Plainshift × Ekubo: Solidity Audit Proposal

Our mission

Plainshift is a full-stack security firm built on the “shift left” security philosophy. We often work with teams early in the product development process to bring security to a greater organizational range than just smart contracts. From the web app, to fuzzing/formal verification, to a team’s operational security, full-stack security can only be achieved by first understanding there is no “scope” to protect the users that trust you.

We’re here to meaningfully revolutionize how teams approach security and guide them towards a holistic approach rather than the single sided approach so prevalent today.

Prior Ekubo Starknet audit info

We recently concluded the audit for Ekubo’s core contracts, TWAMM, limit orders extension and oracle extension on Starknet.

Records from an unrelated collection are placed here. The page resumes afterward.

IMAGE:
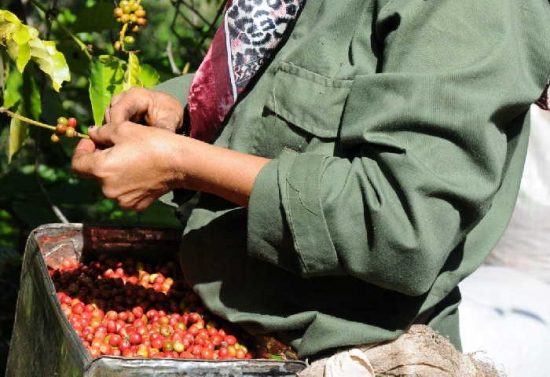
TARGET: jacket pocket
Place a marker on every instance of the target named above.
(303, 111)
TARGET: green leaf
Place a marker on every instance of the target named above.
(12, 90)
(131, 76)
(23, 44)
(148, 76)
(106, 78)
(21, 90)
(18, 134)
(95, 19)
(50, 61)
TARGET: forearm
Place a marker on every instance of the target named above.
(215, 170)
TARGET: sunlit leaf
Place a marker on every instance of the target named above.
(106, 80)
(21, 90)
(23, 44)
(95, 18)
(13, 89)
(148, 76)
(131, 76)
(18, 134)
(50, 61)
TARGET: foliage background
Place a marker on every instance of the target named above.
(38, 182)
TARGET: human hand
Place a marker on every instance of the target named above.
(136, 167)
(155, 109)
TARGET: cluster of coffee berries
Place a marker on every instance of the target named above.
(133, 309)
(131, 12)
(65, 127)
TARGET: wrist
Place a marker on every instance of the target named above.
(219, 171)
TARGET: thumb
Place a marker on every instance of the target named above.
(103, 135)
(83, 158)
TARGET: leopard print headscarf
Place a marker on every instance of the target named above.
(248, 38)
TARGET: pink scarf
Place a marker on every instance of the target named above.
(248, 37)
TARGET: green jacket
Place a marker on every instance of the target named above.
(398, 132)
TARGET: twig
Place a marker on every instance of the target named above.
(77, 40)
(175, 69)
(214, 21)
(34, 122)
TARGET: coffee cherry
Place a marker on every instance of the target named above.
(60, 129)
(72, 122)
(70, 132)
(62, 120)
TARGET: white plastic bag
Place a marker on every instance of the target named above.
(526, 243)
(505, 317)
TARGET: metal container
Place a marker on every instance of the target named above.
(43, 342)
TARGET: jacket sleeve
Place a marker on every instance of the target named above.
(424, 145)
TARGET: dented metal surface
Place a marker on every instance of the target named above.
(43, 342)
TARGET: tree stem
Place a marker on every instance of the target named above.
(34, 122)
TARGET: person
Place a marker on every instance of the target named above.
(350, 175)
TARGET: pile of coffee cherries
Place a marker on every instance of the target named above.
(66, 127)
(124, 307)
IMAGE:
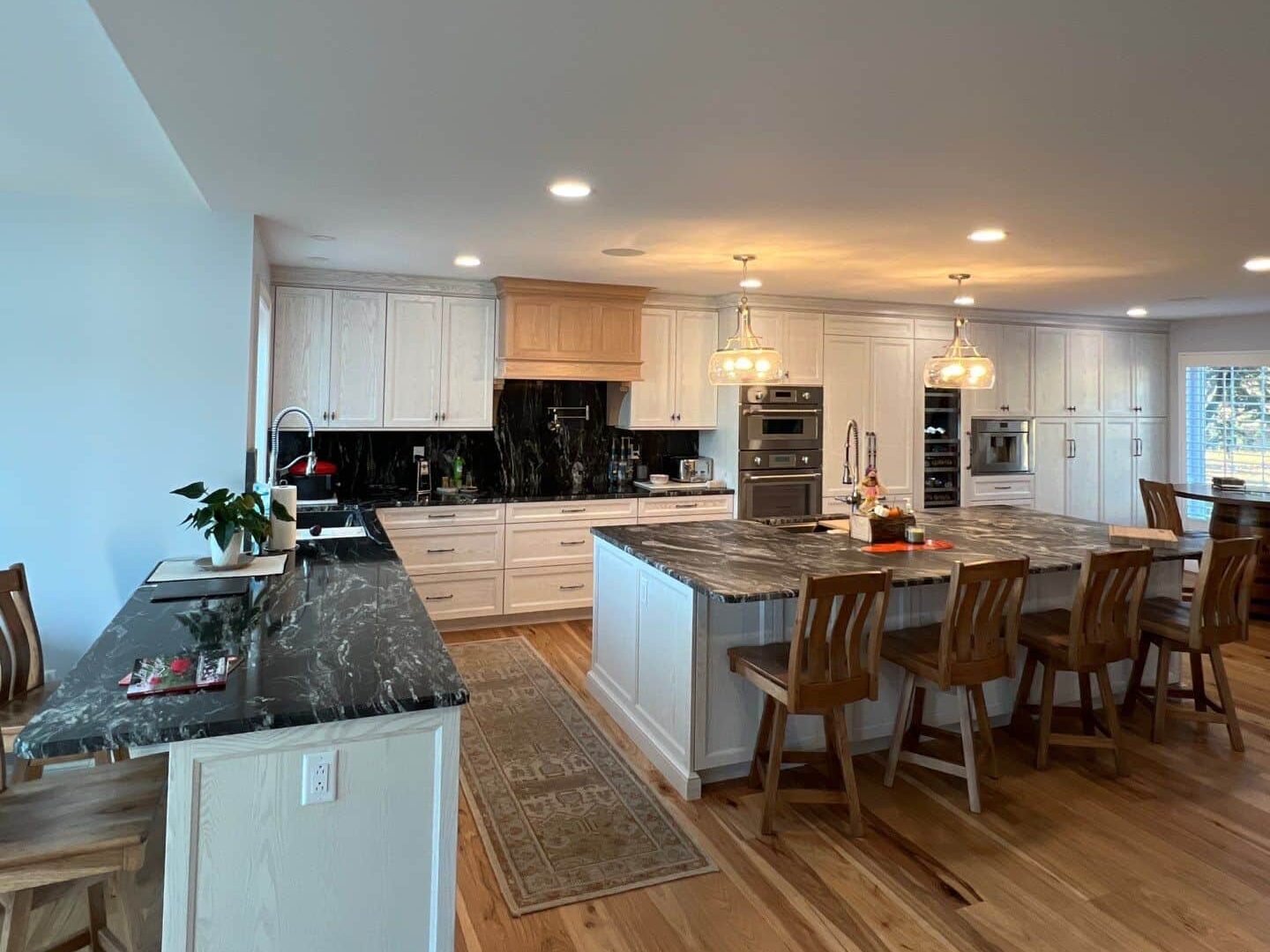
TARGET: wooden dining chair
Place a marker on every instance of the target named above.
(973, 645)
(79, 830)
(23, 689)
(1099, 629)
(830, 661)
(1217, 614)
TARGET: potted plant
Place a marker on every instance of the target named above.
(225, 518)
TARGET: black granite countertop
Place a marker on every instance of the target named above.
(488, 499)
(340, 635)
(751, 562)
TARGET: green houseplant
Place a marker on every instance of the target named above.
(225, 518)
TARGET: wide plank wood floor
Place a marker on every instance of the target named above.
(1174, 857)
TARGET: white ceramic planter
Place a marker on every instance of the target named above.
(228, 555)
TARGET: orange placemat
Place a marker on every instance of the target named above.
(929, 546)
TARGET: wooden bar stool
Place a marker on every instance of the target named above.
(1100, 628)
(972, 645)
(832, 660)
(1217, 614)
(79, 830)
(23, 689)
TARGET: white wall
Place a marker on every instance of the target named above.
(124, 342)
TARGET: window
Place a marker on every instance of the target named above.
(1227, 409)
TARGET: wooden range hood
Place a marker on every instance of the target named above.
(568, 331)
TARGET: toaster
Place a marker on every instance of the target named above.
(690, 469)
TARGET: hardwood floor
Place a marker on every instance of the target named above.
(1175, 856)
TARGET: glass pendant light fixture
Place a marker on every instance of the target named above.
(744, 358)
(960, 366)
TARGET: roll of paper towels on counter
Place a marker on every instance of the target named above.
(282, 534)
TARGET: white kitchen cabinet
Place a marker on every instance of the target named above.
(1011, 351)
(1068, 372)
(438, 363)
(676, 391)
(798, 335)
(467, 363)
(1068, 479)
(357, 329)
(302, 353)
(871, 381)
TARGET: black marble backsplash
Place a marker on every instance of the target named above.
(522, 456)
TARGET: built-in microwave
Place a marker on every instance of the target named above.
(1001, 447)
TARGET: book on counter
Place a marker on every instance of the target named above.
(176, 674)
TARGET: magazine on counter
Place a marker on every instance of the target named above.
(176, 674)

From Moody’s quick responses to our questions to a variety of edge cases already handled in the codebase, the Ekubo team’s focus on security was evident throughout our review.

In order to make sure no discussions regarding potential attack vectors was overlooked throughout our audit, we set up dedicated communication channels for each potential lead found. In total, Plainshift drafted ~30 potential leads to validate.

We set up a custom testing suite to verify some leads with PoCs, and the Ekubo team was always available to clarify doubts/confirm feasibility of reported issues. Ultimately, we confirmed 3 medium and 4 low severity issues.

Proposal

With the temporary Ekubo alpha release on the L1, a thorough audit of the Solidity contracts is critical. Plainshift has a deeply rooted history in Solidity, with our members having found bugs for the Ethereum Foundation, Arbitrum, Rocket Pool, Frax Finance and other high-profile projects in the space.